Janet Jackson’s career is, by almost any objective measure, extraordinary. She released her first album at 16. By the time she was 20, Control had announced her as a fully independent creative force who had broken from her family’s shadow. She had built an entirely new identity and sound on her own terms. What followed was one of the most consistent runs in pop history: Rhythm Nation 1814, janet., The Velvet Rope, All for You, each album a distinct creative statement, each one influential enough to have shaped the artists who came after her.
Amaarae’s zeroed in on The Velvet Rope, Janet’s 1997 album and arguably her most ambitious work. It was released at the height of her commercial power, it was a deeply personal record that addressed depression, sexuality, race and self-worth at a time when pop stars simply did not do that. It was vulnerable, experimental and ahead of its moment. Beyoncé and Frank Ocean are among the artists who’ve called it a reference point. Amaarae said it was so vulnerable, sexy, aggressive and experimental that if she’d been old enough, she would’ve had it on repeat.
The underrated argument has merit not because Michael Jackson’s legacy is overrated, it is not, but because Janet’s legacy has been quietly pushed down in ways his has not. The 2004 Super Bowl incident wiped out her mainstream radio presence overnight, while Justin Timberlake faced no real career fallout. She lost about a decade of visibility right when she was at her peak. The industry moved on. Her music didn’t change, but how people talked about it did.

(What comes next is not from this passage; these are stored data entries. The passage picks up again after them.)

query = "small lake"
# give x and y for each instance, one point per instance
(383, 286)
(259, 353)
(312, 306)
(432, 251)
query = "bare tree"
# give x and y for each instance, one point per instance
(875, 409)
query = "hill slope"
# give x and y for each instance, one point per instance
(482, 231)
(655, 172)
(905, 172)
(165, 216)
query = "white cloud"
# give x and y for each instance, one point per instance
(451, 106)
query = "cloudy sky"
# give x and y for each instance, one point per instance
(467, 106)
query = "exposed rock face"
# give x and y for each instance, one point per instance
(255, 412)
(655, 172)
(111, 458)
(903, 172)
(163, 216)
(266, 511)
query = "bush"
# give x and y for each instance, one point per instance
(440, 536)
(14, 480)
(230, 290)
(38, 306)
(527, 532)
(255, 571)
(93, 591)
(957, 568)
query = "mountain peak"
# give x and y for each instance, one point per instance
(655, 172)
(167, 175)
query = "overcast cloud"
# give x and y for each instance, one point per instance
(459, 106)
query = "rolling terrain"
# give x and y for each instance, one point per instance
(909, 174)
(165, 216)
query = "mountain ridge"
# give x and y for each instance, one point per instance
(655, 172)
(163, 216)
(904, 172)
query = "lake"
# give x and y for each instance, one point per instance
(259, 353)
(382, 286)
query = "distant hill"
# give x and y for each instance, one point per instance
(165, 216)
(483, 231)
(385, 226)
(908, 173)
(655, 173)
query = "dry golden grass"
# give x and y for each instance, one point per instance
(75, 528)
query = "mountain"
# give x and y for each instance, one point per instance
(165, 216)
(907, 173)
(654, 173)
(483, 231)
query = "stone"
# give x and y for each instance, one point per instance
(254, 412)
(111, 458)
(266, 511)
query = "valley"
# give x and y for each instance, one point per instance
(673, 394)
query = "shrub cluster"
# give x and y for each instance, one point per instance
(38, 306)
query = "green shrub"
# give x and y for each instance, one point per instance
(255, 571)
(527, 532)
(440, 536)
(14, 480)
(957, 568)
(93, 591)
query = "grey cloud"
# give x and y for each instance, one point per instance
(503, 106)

What Amaarae is really doing, whether she framed it this way or not, is participating in a long overdue reassessment. A new generation of artists, many of them women, many of them from the African diaspora, have been revisiting Janet’s work and finding in it something the mainstream conversation never fully gave her credit for: range, risk, and a willingness to be fully herself on record at a time when that cost something.
“King of Pop” is just a title, and titles go to whoever culture decides deserves them. Michael earned his. But Amaarae’s comment isn’t really about dethroning him. It’s about asking why, 30 years later, Janet Jackson is still the second most celebrated person in her own story.